Was man wirklich gestalten kann und was nicht.

Dass Eisen jede ihm mögliche Form annehmen kann, dass es also nicht determiniert ist, sondern nur in der Vorstellung vieler, das ist nicht nur eine quantenphysikalische Einsicht in das Wesen des Eisens, sondern auch ein Weg, um etwa in einer Schraube mehr zu sehen als nur eine Schraube. 

Es sind unsere Assoziationen, die uns oft festhalten. Aufforderungen, neue Assoziationen zu finden, genannt Problemlösungen, werden wir allein im offenen Geist gerecht, einem Geist, der keiner (bekannten) Assoziation mehr folgt.

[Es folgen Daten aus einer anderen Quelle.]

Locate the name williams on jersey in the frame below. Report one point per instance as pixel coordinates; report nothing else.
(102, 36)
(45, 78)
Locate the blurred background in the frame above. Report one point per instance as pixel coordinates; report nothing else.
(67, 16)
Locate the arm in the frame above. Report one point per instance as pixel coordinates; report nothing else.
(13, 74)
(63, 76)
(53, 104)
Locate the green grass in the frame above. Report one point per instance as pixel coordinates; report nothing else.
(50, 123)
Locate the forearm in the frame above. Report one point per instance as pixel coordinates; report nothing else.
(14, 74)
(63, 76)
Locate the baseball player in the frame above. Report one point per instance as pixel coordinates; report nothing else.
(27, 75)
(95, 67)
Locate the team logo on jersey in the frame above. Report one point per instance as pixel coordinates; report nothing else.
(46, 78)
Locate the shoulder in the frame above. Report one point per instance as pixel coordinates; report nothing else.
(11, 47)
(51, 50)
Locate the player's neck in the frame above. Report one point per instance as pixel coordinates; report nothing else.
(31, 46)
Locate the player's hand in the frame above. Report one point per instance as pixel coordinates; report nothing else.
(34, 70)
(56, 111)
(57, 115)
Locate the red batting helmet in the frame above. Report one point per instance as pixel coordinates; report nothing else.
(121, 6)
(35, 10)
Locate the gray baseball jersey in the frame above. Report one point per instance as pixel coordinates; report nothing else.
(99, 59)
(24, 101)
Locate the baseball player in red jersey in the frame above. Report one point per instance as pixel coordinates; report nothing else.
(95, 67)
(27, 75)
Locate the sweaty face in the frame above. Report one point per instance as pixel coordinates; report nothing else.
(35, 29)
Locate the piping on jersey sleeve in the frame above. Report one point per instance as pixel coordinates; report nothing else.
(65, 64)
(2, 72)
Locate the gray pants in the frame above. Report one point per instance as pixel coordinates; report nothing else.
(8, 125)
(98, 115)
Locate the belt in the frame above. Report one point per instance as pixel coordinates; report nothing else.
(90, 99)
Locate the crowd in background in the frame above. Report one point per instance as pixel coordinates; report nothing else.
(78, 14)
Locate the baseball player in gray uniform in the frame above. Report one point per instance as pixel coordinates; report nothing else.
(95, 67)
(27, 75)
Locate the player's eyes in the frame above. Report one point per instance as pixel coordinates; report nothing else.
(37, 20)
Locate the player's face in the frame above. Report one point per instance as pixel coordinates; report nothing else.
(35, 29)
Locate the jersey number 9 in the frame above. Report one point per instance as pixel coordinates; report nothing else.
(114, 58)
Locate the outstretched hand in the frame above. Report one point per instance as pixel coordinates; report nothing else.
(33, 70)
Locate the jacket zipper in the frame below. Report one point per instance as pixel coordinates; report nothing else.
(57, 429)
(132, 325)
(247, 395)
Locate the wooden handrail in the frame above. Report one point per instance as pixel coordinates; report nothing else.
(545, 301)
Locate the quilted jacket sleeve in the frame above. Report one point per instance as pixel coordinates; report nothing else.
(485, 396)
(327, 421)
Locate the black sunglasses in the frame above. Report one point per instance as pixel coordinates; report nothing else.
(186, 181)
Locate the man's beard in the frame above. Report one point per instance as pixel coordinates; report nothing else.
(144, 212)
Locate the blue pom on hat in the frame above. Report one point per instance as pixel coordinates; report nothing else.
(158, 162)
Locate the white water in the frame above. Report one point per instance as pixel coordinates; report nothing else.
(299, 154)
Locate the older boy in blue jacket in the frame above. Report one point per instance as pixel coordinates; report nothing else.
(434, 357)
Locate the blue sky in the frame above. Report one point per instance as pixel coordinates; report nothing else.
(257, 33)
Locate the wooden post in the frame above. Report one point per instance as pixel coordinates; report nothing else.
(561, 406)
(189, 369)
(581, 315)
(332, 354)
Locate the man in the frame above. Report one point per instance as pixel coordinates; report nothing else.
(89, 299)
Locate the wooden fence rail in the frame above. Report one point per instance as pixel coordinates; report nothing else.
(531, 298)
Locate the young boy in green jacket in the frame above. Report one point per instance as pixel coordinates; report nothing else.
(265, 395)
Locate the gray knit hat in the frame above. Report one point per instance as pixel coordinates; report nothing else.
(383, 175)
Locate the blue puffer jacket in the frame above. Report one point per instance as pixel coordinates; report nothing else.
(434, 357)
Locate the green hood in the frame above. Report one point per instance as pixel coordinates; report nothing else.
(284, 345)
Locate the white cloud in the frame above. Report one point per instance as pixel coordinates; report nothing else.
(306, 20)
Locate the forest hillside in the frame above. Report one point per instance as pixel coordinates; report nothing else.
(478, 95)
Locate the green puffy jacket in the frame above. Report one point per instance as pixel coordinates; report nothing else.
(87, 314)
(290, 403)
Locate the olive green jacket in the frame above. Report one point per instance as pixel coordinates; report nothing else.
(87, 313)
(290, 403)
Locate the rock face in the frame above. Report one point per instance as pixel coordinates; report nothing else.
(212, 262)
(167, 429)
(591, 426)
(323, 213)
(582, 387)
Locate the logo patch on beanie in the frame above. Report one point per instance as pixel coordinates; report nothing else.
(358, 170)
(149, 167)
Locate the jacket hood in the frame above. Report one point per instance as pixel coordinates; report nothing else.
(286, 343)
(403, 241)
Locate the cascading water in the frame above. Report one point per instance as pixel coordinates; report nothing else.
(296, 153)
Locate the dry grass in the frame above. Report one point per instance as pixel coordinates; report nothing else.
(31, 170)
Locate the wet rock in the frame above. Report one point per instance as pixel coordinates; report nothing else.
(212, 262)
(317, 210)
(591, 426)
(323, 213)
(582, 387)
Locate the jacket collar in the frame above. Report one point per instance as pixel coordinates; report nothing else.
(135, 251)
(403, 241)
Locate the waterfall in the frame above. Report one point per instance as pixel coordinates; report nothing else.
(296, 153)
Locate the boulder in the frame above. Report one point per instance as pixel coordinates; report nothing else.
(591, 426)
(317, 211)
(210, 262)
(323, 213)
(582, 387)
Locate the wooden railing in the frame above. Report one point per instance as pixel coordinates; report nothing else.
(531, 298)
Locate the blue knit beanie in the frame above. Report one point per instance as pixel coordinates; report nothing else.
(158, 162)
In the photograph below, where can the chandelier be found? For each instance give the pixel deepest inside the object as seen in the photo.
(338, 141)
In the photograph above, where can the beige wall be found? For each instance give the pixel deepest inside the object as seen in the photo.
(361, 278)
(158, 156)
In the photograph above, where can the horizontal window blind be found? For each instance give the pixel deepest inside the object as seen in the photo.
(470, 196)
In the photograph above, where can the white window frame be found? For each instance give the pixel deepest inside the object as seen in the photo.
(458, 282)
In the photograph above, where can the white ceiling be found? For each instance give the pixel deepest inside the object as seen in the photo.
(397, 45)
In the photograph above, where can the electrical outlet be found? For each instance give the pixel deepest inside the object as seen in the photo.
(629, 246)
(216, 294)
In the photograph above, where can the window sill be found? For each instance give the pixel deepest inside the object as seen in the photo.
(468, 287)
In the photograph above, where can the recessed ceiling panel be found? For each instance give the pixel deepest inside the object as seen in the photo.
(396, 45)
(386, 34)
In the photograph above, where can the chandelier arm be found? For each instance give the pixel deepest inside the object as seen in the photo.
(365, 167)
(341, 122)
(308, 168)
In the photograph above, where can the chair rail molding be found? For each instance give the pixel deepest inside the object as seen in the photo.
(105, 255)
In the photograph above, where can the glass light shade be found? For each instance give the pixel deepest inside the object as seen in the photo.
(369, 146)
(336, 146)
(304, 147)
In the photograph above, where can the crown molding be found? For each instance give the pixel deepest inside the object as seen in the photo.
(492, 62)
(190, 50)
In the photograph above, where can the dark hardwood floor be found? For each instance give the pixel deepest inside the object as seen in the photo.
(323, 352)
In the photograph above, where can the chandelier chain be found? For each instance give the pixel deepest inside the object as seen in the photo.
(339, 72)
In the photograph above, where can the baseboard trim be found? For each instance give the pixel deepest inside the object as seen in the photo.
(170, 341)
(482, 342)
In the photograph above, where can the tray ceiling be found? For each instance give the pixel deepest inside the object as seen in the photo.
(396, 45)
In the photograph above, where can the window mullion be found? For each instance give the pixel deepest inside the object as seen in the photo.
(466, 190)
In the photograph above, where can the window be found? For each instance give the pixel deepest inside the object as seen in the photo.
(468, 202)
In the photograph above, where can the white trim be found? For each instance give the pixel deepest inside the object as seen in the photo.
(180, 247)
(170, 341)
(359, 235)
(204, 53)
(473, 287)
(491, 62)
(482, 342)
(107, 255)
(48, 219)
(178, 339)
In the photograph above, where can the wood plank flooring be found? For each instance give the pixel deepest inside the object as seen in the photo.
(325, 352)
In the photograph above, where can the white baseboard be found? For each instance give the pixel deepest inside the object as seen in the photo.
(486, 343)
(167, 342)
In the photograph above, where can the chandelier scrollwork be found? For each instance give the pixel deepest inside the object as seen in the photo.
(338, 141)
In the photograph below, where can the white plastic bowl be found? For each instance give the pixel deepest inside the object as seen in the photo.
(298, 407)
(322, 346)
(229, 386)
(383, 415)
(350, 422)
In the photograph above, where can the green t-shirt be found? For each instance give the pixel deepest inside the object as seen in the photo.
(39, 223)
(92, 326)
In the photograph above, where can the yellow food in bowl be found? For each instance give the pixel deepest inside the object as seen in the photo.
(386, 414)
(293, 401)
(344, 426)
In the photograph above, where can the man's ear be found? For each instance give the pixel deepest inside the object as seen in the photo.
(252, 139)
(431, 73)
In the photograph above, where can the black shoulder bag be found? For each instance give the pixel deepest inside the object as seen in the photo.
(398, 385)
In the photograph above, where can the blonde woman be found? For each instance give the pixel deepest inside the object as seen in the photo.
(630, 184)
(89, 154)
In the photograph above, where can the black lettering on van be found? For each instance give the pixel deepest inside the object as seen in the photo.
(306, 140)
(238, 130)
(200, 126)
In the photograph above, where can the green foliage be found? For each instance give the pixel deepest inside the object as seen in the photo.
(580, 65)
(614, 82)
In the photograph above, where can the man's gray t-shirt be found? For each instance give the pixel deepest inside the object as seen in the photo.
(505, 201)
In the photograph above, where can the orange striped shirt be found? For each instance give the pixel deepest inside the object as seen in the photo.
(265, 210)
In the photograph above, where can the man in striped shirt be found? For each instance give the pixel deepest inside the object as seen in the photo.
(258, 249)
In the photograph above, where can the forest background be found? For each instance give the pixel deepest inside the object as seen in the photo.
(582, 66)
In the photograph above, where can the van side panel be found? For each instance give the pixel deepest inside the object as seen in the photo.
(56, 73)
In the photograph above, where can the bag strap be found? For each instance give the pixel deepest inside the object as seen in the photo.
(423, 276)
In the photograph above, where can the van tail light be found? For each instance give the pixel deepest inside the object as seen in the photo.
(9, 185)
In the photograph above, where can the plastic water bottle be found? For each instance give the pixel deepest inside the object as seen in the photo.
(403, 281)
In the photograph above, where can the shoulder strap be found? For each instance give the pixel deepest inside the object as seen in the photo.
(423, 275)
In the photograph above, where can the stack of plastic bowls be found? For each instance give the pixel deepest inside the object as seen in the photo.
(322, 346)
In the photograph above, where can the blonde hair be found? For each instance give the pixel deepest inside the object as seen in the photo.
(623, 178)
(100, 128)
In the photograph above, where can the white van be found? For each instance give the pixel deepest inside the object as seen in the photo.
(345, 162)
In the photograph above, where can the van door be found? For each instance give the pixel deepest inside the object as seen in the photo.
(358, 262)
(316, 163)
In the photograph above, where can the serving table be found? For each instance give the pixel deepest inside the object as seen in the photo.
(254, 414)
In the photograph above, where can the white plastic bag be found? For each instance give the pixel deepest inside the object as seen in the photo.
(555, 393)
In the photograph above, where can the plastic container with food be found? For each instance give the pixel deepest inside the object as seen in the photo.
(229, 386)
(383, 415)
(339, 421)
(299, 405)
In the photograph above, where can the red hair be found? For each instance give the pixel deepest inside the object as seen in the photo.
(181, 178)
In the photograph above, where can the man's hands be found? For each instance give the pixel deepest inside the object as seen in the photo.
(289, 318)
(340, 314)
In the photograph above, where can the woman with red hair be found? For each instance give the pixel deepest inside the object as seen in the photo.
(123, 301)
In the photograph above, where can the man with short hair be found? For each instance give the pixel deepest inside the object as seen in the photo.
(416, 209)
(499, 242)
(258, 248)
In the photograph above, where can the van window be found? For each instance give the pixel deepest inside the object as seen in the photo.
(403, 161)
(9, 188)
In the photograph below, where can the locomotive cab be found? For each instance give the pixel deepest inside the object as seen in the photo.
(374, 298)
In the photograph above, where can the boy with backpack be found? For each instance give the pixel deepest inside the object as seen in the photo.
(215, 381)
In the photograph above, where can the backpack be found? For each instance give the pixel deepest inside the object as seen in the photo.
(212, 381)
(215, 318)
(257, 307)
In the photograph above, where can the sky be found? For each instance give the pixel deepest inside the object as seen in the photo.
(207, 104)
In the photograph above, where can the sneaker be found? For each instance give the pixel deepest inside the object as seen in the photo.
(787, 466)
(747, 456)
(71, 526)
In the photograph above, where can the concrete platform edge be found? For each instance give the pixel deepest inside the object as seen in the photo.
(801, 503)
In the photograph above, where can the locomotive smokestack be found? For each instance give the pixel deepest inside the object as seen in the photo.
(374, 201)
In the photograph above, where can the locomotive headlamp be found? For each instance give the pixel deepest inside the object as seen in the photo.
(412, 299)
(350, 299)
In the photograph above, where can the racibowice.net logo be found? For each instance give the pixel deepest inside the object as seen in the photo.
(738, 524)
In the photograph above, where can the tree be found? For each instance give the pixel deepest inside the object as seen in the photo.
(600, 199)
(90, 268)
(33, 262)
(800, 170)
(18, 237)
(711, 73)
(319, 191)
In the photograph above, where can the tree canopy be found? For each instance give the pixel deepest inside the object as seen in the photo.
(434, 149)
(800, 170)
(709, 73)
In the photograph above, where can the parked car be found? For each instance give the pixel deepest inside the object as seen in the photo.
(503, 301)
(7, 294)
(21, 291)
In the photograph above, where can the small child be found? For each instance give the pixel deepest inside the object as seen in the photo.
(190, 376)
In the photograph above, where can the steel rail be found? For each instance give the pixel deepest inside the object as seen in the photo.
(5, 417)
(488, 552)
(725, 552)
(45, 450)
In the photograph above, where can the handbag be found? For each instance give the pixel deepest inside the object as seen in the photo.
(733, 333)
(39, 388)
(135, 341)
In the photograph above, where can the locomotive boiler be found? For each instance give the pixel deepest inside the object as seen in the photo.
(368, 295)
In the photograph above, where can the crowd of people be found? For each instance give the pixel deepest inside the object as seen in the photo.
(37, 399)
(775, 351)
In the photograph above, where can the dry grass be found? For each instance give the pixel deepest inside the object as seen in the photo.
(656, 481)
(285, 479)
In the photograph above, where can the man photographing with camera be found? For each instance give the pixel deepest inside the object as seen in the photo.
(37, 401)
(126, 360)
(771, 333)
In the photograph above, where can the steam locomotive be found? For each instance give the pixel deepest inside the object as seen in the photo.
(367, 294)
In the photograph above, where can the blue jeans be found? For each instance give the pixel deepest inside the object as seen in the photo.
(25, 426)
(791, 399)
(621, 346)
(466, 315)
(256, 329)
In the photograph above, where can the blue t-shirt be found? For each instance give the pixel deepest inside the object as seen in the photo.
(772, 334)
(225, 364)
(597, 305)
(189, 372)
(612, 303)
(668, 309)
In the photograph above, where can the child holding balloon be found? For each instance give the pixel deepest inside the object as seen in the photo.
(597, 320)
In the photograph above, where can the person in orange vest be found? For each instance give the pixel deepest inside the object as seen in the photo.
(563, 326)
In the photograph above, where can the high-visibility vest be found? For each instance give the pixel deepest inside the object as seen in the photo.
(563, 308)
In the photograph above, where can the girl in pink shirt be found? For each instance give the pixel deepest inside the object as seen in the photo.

Erst recht ist das so, wenn wir das Wesen der Dinge erkennen wollen. Das gelingt uns nur, wenn wir frei von jeglichen Assoziationen über die Dinge sind, die wir betrachten. Wir dürfen nicht den Fehler machen, uns in irgendwelchen Assoziationen und Vorstellungen zu verfangen, denn dann können wir die Ding nicht mehr sehen – nur noch das Vordergründige.

Ist mir klar, dass Eisen vielfältigste Formen sozusagen in sich trägt, wieviel mehr muss ich das aber für jeden Menschen gelten lassen? Nicht einmal beim Eisen kommt es darauf an, welche Form es gerade hat. Die Form als solche sagt im Grunde nichts über das Eisen, wichtig ist die Beziehung, in der das Eisen steht. Und genau hier lösen sich Objektivität und Subjektivität auf.

Und wieviel mehr gilt das beim Menschen? Bin ich auf die vorhandene Form fixiert, dann hänge ich regelrecht fest, betrachte ich hingegen die Beziehung, dann kommt Bewegung ins Spiel.